Del resto poco se salva, porque las sensaciones de repugnancia que provoca el montaje nacen desde la propia concepción del personaje principal, que menosprecia hasta tal punto a las mujeres que en la frase «me parece sentir olor de mujer» ante la entrada de Elvira, él, Leporello y los clones se miran la suela de los zapatos para ver quién ha pisado mierda, algo que nunca haría Sade. Las escenas de provocación son muchas, desde esa aria del Catálogo muy subidita de tono hasta la manera, cargada de violencia, de la presentación de Zerlina; o su «Batte, batte» sadomaso; los momentos pedófilos; el Cristo en la bici estática; o la presencia del palo de golf como arma asesina, bella y fría, símbolo de este incisivo montaje con aspiraciones de removedor de conciencias pero que se queda en peli de suspense con mucha dosis de calentura... Por provocar, lo hace incluso con la escena del cementerio, trasladando al patio de butacas el «espacio poético» (las tumbas y mausoleos, vamos).
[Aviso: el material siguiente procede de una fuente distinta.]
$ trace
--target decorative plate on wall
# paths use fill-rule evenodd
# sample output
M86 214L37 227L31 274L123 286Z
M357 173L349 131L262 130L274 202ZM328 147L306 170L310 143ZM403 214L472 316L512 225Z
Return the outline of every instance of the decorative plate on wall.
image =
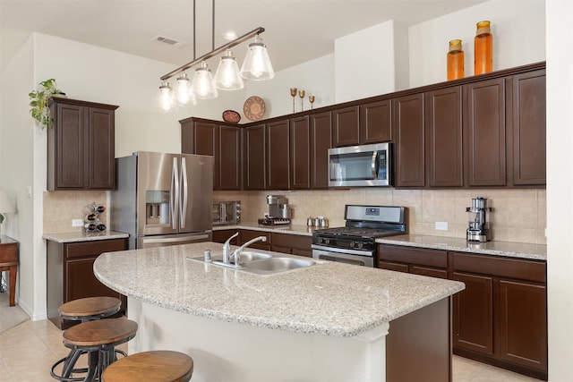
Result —
M241 121L241 115L235 110L225 110L223 112L223 121L236 123Z
M258 121L262 118L265 110L265 101L257 96L249 97L243 106L244 115L251 121Z

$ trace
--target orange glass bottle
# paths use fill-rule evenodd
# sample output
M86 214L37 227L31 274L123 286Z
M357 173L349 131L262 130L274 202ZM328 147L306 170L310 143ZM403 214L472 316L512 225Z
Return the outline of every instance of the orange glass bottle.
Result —
M480 21L477 24L475 38L474 38L474 74L483 74L492 72L492 32L490 21Z
M448 51L448 81L464 78L464 51L462 40L449 41Z

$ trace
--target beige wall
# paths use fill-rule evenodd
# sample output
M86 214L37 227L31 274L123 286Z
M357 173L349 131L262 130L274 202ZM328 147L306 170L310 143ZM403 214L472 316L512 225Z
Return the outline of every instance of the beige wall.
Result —
M411 233L466 237L472 198L488 199L492 208L493 240L545 244L545 190L394 190L359 188L301 191L217 191L213 199L241 200L243 220L255 222L268 212L266 195L285 195L293 208L293 224L305 225L308 216L323 216L330 226L344 225L346 204L394 205L408 208ZM435 222L448 222L438 231Z

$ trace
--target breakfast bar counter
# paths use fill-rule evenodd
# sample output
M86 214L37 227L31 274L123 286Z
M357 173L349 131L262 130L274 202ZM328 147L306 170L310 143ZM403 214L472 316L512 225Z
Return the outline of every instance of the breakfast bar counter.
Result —
M205 250L216 257L222 244L98 258L96 276L128 296L128 316L140 324L130 352L184 351L195 361L199 381L394 380L386 378L395 355L387 346L389 327L389 341L395 322L398 335L427 310L423 325L415 327L443 329L446 338L431 342L445 344L439 352L447 353L451 377L449 296L462 283L322 260L256 275L189 259ZM408 333L419 338L416 330L422 327Z

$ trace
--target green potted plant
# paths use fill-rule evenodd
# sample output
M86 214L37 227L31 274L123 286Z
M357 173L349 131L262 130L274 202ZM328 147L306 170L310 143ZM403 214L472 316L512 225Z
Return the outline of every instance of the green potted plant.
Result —
M44 129L52 124L47 100L52 97L66 97L66 95L57 89L56 80L51 78L38 83L38 89L28 94L28 97L30 97L30 113L32 115L32 118L39 122Z

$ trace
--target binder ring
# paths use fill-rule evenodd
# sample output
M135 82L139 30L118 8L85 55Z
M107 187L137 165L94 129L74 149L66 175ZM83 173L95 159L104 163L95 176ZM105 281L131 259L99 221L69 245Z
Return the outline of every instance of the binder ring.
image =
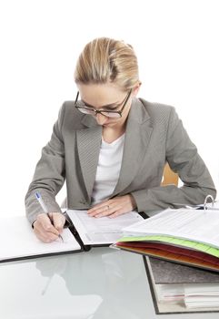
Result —
M211 200L211 201L212 201L212 207L214 207L214 198L213 198L213 196L212 195L207 195L206 197L205 197L205 200L204 200L204 210L205 211L205 210L207 210L207 200L208 199L210 199Z

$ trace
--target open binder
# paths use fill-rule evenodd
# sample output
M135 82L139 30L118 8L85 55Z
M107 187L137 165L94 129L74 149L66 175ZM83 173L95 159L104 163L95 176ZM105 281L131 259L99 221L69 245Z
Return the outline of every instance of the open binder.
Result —
M110 245L122 235L124 225L143 218L135 211L116 219L89 217L86 211L67 211L69 227L62 238L40 242L25 216L0 218L0 262L85 252L93 246Z
M144 256L156 314L219 312L219 274Z
M219 211L167 209L123 230L114 247L219 272Z

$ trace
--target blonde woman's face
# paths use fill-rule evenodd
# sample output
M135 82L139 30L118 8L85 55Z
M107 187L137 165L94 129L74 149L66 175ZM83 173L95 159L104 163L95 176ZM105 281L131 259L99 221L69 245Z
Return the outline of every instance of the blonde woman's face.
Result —
M120 111L124 106L122 117L119 118L110 118L100 113L94 115L99 125L114 129L124 125L131 108L132 98L135 95L134 92L132 92L128 97L129 92L121 90L112 83L101 85L79 84L78 89L81 100L88 108Z

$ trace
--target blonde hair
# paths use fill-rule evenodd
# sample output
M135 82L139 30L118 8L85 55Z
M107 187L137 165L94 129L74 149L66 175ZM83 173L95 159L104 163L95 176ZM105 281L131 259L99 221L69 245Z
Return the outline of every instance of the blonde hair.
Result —
M89 42L78 57L75 80L83 84L111 82L124 90L134 88L140 81L133 47L108 37Z

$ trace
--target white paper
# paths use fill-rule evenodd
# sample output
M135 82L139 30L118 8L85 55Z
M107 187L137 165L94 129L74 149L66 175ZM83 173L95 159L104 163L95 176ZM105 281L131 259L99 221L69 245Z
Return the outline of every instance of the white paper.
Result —
M62 232L62 240L45 243L40 242L25 216L0 218L0 261L36 256L46 253L80 250L80 245L68 229Z
M86 211L67 211L85 244L110 244L122 237L122 229L144 220L136 211L115 218L91 217Z
M219 211L168 209L123 232L125 236L169 235L219 248Z

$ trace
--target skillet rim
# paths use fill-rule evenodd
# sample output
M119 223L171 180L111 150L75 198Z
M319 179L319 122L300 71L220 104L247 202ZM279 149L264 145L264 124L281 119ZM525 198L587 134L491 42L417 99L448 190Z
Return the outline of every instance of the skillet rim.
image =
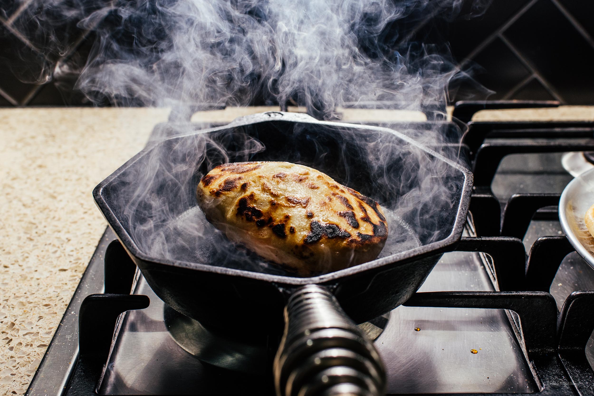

El Don Juan de Carlos Álvarez es ejemplar: el barítono malagueño se conoce el personaje al dedillo, le va perfecto y supo controlar la difícil “regia” con convicción. Su voz, junto a la de la Donna Elvira de Ana María Martínez, destacó muy por encima de la del resto de la compañía, recia, segura, de espléndidos colores; la soprano puertorriqueña, por su parte, aportó una voz eficaz y potente.
El entregadísimo Leporello de Robert Gleadow no siempre estuvo a la altura en el aspecto vocal -sí en el actoral-, mientras que la siempre competente Patrizia Ciofi defendía, casi al límite, su Donna Anna sin la suficiente rotundidad en los graves. Muy lejos se situaron el Ottavio de Philippe Talbot, el Masetto de Marko Mimica y la Zerlina de Jana Kurucova. Guillermo García Calvo controló no sin esfuerzos el transparente y frágil tejido mozartiano, a veces sin conseguir la adecuada uniformidad sonora de la Orqeusta de la Deutsche Oper, mientras el Cor de Cambra del Palau se marcaba otro tanto con una actuación impecable.